A few years ago, I was on a flight back home, from the US. Now, I’m a pretty confident flier, but the turbulence that we went through on that flight was not for the faint-hearted, I can tell you! The guy next to me was spilling his coffee all over the place. The man in the middle section actually picked up his child’s cuddly toy and began speaking to it! And, the woman in front was looking like she was going to lose her s***!

We all made it though. Phew! It wasn’t until we landed that the captain told us that we had flown through “hurricane debris”! What?! Seriously?!

Regardless of how confident we are on an aeroplane, if that plane hits turbulence, there is one thing that most people have in common…we all look to the Flight Attendants. We’re closely monitoring their facial expressions, taking note of their body language and watching their every move.

What we’re basically asking is, “how scared should I be right now?”

Your children will go through many phases of turbulence in their lives. They will feel fear, and this fear may manifest as anger or anxiety. They will ask for your help. They will reject your help. They will feel uncertain. They will lash out. They will doubt the outcome of certain situations. They will blame you.

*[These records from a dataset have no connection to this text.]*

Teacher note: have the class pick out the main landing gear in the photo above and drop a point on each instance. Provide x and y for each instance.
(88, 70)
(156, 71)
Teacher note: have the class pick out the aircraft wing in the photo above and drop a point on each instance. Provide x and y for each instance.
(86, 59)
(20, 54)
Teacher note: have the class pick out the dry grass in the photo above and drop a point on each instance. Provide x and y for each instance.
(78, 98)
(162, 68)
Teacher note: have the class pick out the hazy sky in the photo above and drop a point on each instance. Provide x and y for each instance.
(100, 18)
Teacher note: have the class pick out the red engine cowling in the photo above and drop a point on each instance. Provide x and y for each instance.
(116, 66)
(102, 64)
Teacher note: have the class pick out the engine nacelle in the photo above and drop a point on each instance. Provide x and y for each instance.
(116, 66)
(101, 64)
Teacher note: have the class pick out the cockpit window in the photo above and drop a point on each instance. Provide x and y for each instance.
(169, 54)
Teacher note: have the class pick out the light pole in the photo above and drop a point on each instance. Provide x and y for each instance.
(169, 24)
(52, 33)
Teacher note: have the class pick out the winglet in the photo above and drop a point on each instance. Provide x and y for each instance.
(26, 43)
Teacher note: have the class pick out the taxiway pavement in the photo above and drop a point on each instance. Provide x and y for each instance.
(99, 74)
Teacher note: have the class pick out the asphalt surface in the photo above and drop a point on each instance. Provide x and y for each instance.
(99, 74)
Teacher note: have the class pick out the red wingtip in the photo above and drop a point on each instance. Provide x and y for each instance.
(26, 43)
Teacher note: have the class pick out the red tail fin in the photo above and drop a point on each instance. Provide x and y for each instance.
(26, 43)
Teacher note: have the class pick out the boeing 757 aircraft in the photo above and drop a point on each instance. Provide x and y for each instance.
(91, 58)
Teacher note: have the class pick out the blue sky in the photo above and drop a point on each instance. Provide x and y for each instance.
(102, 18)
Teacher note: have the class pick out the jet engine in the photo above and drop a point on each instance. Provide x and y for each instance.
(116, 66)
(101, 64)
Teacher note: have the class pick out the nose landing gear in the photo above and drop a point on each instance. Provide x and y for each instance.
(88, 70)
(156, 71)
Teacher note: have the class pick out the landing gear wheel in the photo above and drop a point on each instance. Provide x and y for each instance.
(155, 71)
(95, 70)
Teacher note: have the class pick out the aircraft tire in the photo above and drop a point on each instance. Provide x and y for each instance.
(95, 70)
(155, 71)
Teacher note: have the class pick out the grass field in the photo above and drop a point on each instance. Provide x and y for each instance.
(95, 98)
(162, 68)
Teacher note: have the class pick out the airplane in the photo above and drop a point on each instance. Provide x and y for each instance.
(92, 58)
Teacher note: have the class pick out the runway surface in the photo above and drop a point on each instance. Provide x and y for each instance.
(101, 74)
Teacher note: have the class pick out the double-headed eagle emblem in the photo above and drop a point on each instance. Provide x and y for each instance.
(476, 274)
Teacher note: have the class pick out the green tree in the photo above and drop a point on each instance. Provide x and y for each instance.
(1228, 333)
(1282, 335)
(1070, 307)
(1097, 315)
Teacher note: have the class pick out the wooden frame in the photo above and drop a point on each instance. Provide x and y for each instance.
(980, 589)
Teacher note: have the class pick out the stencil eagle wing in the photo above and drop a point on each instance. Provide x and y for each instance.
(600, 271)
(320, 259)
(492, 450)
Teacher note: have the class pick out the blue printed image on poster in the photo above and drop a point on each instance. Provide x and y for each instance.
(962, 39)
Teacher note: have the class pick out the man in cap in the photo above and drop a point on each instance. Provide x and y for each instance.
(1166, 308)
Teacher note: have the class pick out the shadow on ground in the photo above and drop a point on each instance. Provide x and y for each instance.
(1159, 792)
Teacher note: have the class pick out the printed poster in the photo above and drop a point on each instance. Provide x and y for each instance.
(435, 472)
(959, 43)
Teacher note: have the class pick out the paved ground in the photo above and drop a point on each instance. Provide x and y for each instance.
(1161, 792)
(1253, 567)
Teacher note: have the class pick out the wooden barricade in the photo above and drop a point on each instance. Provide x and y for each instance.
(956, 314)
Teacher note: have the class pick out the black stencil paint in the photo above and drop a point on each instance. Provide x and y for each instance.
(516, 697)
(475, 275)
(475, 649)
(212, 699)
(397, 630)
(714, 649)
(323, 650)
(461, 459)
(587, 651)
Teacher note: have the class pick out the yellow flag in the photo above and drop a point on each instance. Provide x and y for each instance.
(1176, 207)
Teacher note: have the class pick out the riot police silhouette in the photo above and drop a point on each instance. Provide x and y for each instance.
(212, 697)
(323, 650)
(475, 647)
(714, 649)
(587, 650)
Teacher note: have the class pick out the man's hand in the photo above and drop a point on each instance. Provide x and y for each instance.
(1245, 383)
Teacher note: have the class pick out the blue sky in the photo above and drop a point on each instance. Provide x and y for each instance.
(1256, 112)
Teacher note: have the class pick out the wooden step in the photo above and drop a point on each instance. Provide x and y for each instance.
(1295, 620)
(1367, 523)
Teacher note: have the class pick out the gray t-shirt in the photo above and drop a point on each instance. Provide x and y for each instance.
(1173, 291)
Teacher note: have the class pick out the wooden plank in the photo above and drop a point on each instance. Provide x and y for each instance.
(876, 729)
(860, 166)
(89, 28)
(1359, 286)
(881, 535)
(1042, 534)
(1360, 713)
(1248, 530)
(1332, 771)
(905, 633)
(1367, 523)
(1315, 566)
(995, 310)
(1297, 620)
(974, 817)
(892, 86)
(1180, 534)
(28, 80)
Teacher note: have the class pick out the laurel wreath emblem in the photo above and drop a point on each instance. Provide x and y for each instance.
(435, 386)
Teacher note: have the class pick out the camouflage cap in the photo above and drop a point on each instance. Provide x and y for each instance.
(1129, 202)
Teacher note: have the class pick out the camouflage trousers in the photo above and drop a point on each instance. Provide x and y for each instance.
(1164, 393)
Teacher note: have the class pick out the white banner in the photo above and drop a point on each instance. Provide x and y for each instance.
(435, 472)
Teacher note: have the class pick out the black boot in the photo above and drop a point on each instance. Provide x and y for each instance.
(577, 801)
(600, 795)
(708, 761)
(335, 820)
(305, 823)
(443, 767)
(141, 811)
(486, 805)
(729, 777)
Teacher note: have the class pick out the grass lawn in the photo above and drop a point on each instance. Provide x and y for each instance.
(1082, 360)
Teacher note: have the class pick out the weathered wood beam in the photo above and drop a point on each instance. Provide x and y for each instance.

They will grapple with their BIG emotions and feelings.

Holding Space and Co-Regulation

There are two terms flying around (no pun intended!) in the world of parenting today, which I love: ‘Holding Space’ and ‘Co-Regulation’. What this essentially means is that we can help children to wrestle their chaos by making sure that we don’t join them in it.

Here are 15 reactions you can expect from a Flight Attendant, and why they are the masters of Holding Space and Co-Regulation

  • Before the plane has even set off, they will give us clear safety guidelines.
  • If we are scared, they will ask if we need help.
  • If we say, “yes”, they will give it.
  • If we say, “no”, they will kindly give us space, but always with the reassurance that they are there if we need them.
  • They will not join us in our panic.
  • They will not judge us for our fear.
  • They will not belittle us for our reaction.
  • They will not laugh at us.
  • They will not ignore us.
  • They will not try to brush past it, or cajole us out of it.
  • If we are angry, they will understand that this is how our fear is manifesting, and that this is the best we can do in that moment.
  • They will remain calm, patient and attentive.
  • If we go too far with our anger, they will, politely but assertively, let us know that we are abusing the ‘rules’ of the plane, and that it’s not OK.
  • They will let us know that they have experienced it before and that everything will be OK.
  • They will educate us about what has caused the turbulence, so that we have a greater understanding.  

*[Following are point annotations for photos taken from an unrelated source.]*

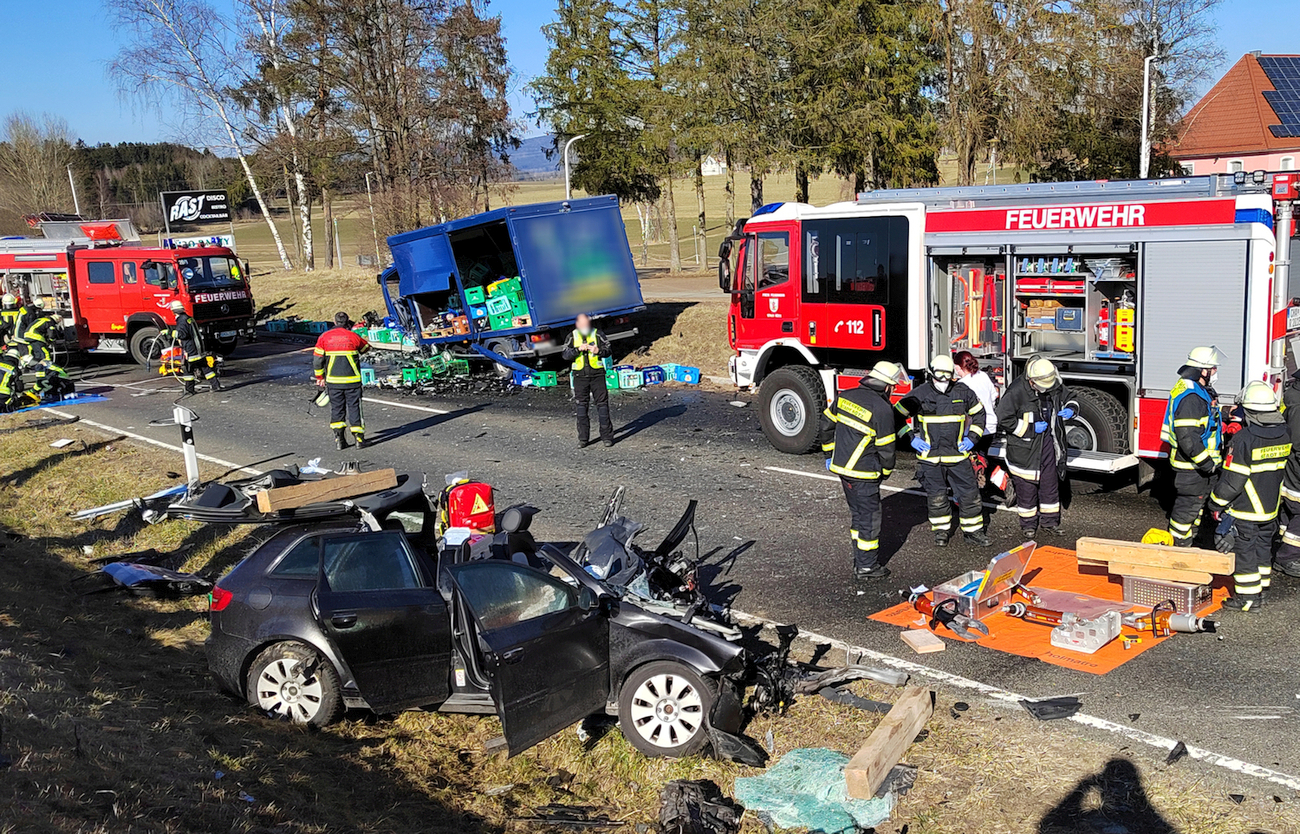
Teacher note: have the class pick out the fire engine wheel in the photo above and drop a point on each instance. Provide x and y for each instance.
(1101, 424)
(791, 402)
(144, 346)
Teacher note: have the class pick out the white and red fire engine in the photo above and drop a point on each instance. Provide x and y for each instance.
(1112, 281)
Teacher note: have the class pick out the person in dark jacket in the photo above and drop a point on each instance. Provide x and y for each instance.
(196, 361)
(1287, 559)
(337, 364)
(585, 348)
(1249, 490)
(948, 421)
(1032, 416)
(1194, 430)
(859, 429)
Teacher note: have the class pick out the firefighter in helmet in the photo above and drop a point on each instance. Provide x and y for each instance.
(948, 421)
(337, 364)
(196, 361)
(1032, 416)
(1194, 430)
(38, 328)
(9, 313)
(1249, 490)
(858, 433)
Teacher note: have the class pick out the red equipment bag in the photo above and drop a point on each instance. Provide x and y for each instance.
(471, 505)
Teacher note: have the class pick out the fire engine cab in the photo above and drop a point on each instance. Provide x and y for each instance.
(1112, 281)
(115, 294)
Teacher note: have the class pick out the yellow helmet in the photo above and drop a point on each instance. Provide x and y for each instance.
(1041, 373)
(888, 373)
(1203, 357)
(1259, 396)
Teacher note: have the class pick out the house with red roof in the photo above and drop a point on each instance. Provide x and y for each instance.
(1248, 121)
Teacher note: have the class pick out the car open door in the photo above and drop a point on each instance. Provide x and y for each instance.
(390, 626)
(545, 643)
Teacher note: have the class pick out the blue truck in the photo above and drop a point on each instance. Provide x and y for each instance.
(514, 279)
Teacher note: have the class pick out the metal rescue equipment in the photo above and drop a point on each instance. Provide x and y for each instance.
(1112, 281)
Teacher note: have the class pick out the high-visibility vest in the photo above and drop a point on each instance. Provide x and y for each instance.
(580, 341)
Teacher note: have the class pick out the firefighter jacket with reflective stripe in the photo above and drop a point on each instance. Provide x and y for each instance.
(859, 433)
(1291, 411)
(588, 364)
(186, 333)
(337, 356)
(40, 330)
(1192, 425)
(1249, 486)
(944, 418)
(1019, 408)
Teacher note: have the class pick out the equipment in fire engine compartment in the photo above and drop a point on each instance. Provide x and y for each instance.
(1077, 307)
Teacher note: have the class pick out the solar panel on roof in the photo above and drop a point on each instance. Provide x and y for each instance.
(1285, 99)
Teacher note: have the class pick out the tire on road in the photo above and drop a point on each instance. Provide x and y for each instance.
(1100, 425)
(789, 405)
(663, 709)
(143, 346)
(291, 681)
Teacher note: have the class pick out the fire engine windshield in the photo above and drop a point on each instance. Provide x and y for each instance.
(209, 273)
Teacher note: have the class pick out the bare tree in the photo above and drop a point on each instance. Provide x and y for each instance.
(34, 157)
(178, 53)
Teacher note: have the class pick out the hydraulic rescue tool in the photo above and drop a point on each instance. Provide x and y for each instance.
(945, 615)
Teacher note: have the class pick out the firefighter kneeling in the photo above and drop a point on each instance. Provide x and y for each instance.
(948, 421)
(1249, 490)
(858, 433)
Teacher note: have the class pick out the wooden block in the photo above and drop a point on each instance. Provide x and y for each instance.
(1156, 555)
(866, 772)
(326, 490)
(922, 641)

Until your child reaches the stage when they can start to get a better handle on their big emotions by themselves, and self-regulate, the greatest thing that you can do is HOLD SPACE and assist with that regulation. This ‘stage’ will be different for every child – there isn’t a golden point on the calendar when this should miraculously happen. It will be an ever-evolving process, which requires a whole batch of time and patience. Hey, there are even some adults who still struggle with this.

We all know though, that when we are feeling particularly anxious or vulnerable, the reactions and state of those around us has the power to either increase or decrease our uncertainty.  

To quote the incredible Brene Brown: @brenebrown, “Who we are and how we engage with the world are much stronger predictors of how our children will do than what we know about parenting.